Macri est l’héritier d’un riche empire industriel et Macron un ancien haut cadre de banque. Tous deux ont formé des gouvernements où pullulent hauts cadres et dirigeants d’entreprises. Le gouvernement argentin rassemble plusieurs ex-cadres des banques JP Morgan et HSBC, d’IBM et de Telecom Argentina, un ex-PDG de Shell Argentina, le fondateur d’un fonds de pension privé et un représentant des grands propriétaires terriens et de l’agrobusiness. Macri a signé 774 décrets en se passant du Parlement. Lui aussi a réduit l’impôt sur la fortune et supprimé celui que devaient payer à l’exportation certains capitalistes.
En revanche, les tarifs publics (eau, gaz, électricité) ont explosé, jusqu’à 1 000 % pour certains, et 20 000 fonctionnaires ont été licenciés. Les pensions de retraite viennent d’être abaissées de 20 % et l’âge du départ des femmes a été repoussé de 60 à 65 ans. Enfin, il continue de réprimer les mouvements sociaux, traitant aussi mal les peuples d’origine indienne que Macron les migrants.
Macri est venu à Paris chercher des investissements français en Argentine, comme ceux réalisés par Total en Patagonie, qui concernent le pétrole mais aussi le gaz de schiste et qui provoquent des réactions de colère des riverains. Pour séduire les investisseurs, un accord salarial a été signé l’an dernier, avec la complicité des bureaucraties syndicales, qui réduit le prix de la main-d’œuvre de 35 %.
Pour s’attirer les bonnes grâces des capitalistes français, Macri, qui a cédé aux fonds vautours dès sa prise de fonction, propose de payer les 380 millions de dollars de l’amende imposée par la Banque mondiale pour dédommager le groupe Engie (ex-Suez) qui distribuait l’eau dans Buenos Aires de 1993 à 2006.

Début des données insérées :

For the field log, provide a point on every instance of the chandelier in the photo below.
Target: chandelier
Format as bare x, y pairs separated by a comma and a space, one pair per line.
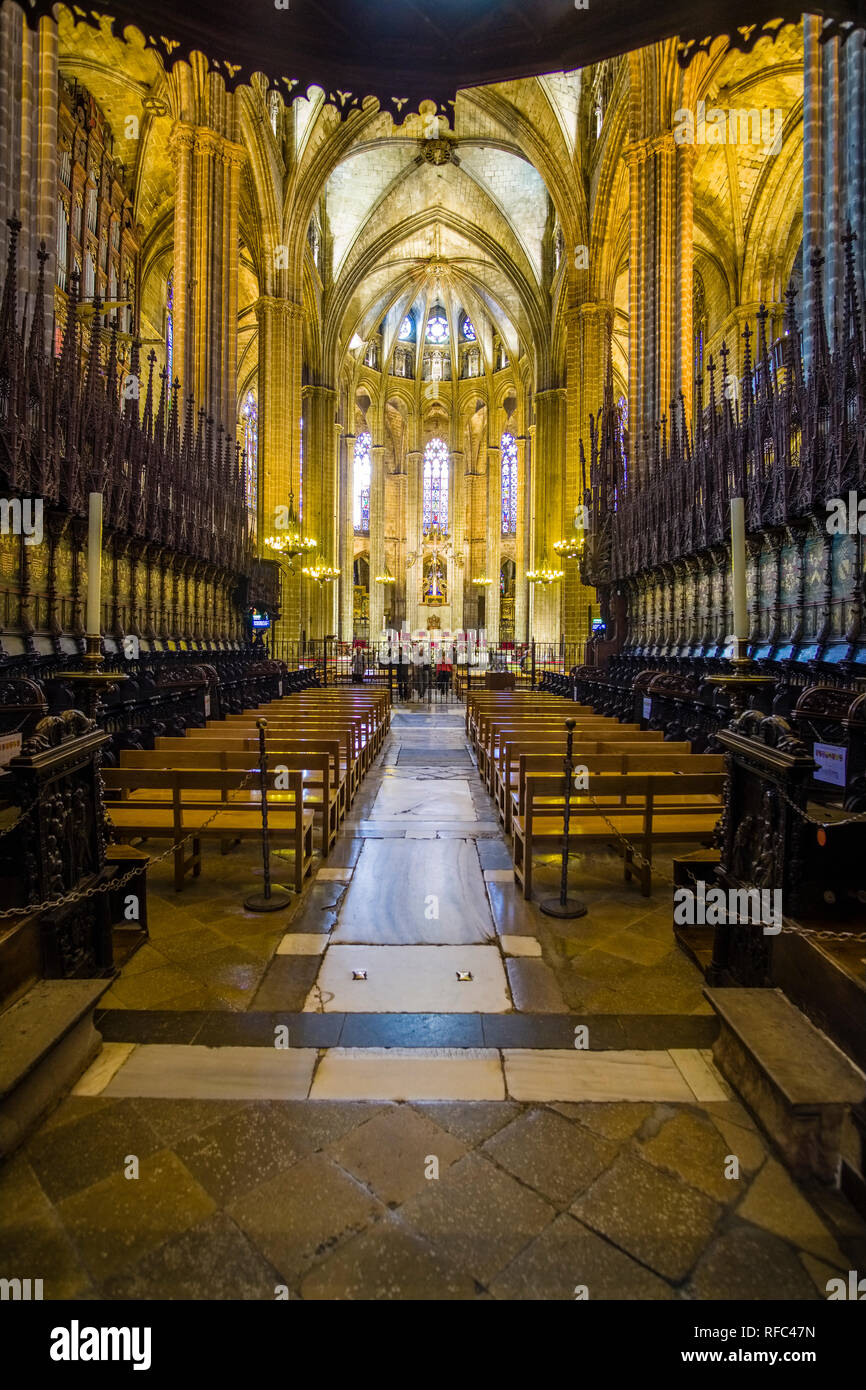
570, 548
321, 573
291, 540
439, 544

Dans ce différend, si quelqu’un aurait dû être mis à l’amende, ce n’est pas l’État argentin mais le groupe Suez-Engie, qui avait obtenu la distribution de l’eau à condition que les tarifs soient gelés. Or Suez les avait pourtant augmentés de 88 % ! Suez était aussi censé investir 630 millions d’euros sur dix ans, mais n’en avait déboursé que 380. Enfin, le groupe devait assurer le traitement des eaux usées pour 74 % des usagers, mais ne l’avait fait que pour 7 %. Ces manquements, et d’autres, avaient conduit le prédécesseur de Macri à rompre le contrat en 2006.
Le recul de Macri devant Suez suffira-t-il à déclencher sur l’Argentine la ruée des multinationales françaises dont il rêve ? C’est moins sûr, car les grands groupes capitalistes calculent en fonction de leurs espoirs de profit et non des souhaits de leurs commis politiciens.